A comparative study on microstructures and slag resistance of Al2O3–MgO castables with dense and lightweight aggregates

Lightweight Al₂O₃–MgO refractory castables were prepared using microporous corundum–spinel aggregate, which was fabricated using the Kirkendall effect. The physical properties, microstructure, thermal conductivity, and slag resistance of the castables were analyzed using X-ray diffractometry (XRD), scanning electron microscopy (SEM), and thermodynamic calculations. A comparative analysis was carried out between these findings and the corresponding ones for dense aggregates of Al₂O₃–MgO castables. Compared with dense aggregates, the reaction between microporous aggregate and matrix results in a smaller pore size in lightweight aggregate castables. The less soluble spinel in the microporous aggregate contributes to the reduced solubility of lightweight castables in slag, thus enhancing their corrosion resistance. Porous aggregates could absorb more Fe²⁺/Mn²⁺ ions from slag than dense aggregates, resulting in an increased viscosity of the slag.

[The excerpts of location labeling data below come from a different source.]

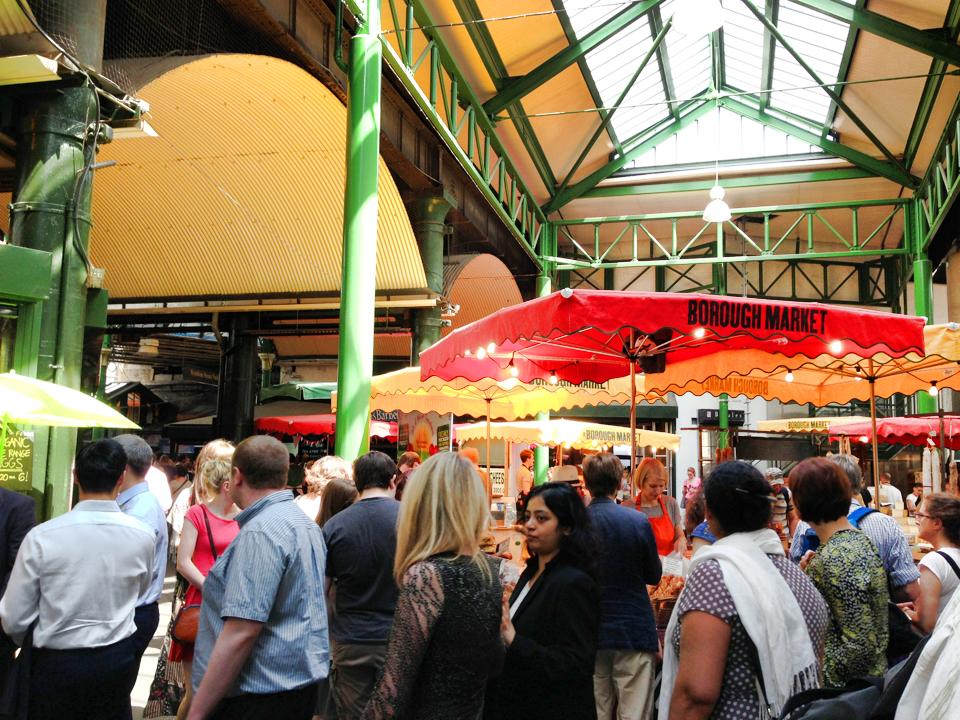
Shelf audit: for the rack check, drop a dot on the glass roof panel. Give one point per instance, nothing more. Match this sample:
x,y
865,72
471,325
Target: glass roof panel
x,y
738,138
820,41
613,64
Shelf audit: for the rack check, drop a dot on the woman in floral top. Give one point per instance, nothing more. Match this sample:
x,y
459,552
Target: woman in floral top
x,y
847,571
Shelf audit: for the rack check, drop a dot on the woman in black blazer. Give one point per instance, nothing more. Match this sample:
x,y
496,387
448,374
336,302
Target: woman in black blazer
x,y
551,621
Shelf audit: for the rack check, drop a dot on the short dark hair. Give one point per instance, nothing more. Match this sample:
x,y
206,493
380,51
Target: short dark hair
x,y
602,473
821,490
851,469
264,462
139,454
373,470
579,545
409,458
100,465
738,497
946,509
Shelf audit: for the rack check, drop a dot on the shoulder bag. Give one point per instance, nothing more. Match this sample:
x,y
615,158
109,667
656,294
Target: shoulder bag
x,y
185,627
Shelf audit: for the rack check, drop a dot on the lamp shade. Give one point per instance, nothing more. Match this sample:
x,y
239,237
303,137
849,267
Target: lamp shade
x,y
717,210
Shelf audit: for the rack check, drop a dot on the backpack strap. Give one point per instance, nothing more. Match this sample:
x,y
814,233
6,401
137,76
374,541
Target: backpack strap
x,y
950,561
857,515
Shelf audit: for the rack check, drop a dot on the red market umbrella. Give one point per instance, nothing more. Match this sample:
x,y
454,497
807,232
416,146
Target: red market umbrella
x,y
318,425
906,430
597,335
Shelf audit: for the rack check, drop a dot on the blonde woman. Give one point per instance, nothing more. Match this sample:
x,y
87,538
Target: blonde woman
x,y
661,510
207,531
445,640
318,475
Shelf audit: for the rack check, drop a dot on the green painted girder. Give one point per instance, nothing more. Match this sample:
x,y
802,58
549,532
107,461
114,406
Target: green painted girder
x,y
933,44
941,186
790,178
663,60
516,88
772,11
931,88
688,116
490,56
860,159
844,68
510,198
834,95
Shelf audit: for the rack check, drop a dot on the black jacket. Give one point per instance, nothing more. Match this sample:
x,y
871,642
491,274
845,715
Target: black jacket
x,y
548,669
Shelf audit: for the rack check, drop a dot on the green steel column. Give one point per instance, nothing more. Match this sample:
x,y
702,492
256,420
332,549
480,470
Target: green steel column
x,y
429,213
355,367
541,454
51,212
922,288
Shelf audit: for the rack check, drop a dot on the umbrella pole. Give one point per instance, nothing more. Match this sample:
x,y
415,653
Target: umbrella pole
x,y
944,461
633,416
489,481
874,445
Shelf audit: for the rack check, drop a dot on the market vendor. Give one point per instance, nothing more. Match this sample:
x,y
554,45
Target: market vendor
x,y
661,510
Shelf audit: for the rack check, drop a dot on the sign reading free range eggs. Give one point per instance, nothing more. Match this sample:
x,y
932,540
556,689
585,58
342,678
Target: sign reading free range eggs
x,y
16,470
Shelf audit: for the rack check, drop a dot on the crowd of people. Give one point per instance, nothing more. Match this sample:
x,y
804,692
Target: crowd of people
x,y
356,601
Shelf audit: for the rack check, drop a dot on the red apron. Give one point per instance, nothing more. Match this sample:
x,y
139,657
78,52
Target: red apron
x,y
664,531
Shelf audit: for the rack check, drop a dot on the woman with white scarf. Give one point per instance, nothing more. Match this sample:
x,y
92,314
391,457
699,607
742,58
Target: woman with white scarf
x,y
748,630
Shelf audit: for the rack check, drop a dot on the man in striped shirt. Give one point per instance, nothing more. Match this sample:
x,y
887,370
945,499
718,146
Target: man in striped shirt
x,y
262,644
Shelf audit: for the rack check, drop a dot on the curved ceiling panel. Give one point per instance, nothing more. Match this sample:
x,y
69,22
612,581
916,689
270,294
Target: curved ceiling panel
x,y
241,192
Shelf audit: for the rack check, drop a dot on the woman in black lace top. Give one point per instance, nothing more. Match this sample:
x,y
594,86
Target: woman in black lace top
x,y
445,639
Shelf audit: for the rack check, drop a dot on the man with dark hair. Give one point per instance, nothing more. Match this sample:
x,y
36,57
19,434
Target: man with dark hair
x,y
406,464
136,500
262,644
361,545
902,574
625,669
78,577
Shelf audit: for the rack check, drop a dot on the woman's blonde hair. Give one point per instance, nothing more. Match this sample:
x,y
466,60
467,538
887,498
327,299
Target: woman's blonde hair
x,y
327,468
444,508
212,476
214,450
646,470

This, combined with the small pore size of the matrix, contributes to the superior penetration resistance of the lightweight aggregates castable compared with the dense aggregates castable. Consequently, lightweight aggregate castables exhibit superior corrosion and penetration resistance compared with dense aggregate castables. In contrast to dense aggregates castables, lightweight aggregates castables exhibit a 16.3% reduction in bulk density, an 8.2% decrease in thermal conductivity, and a notable enhancement in slag corrosion resistance.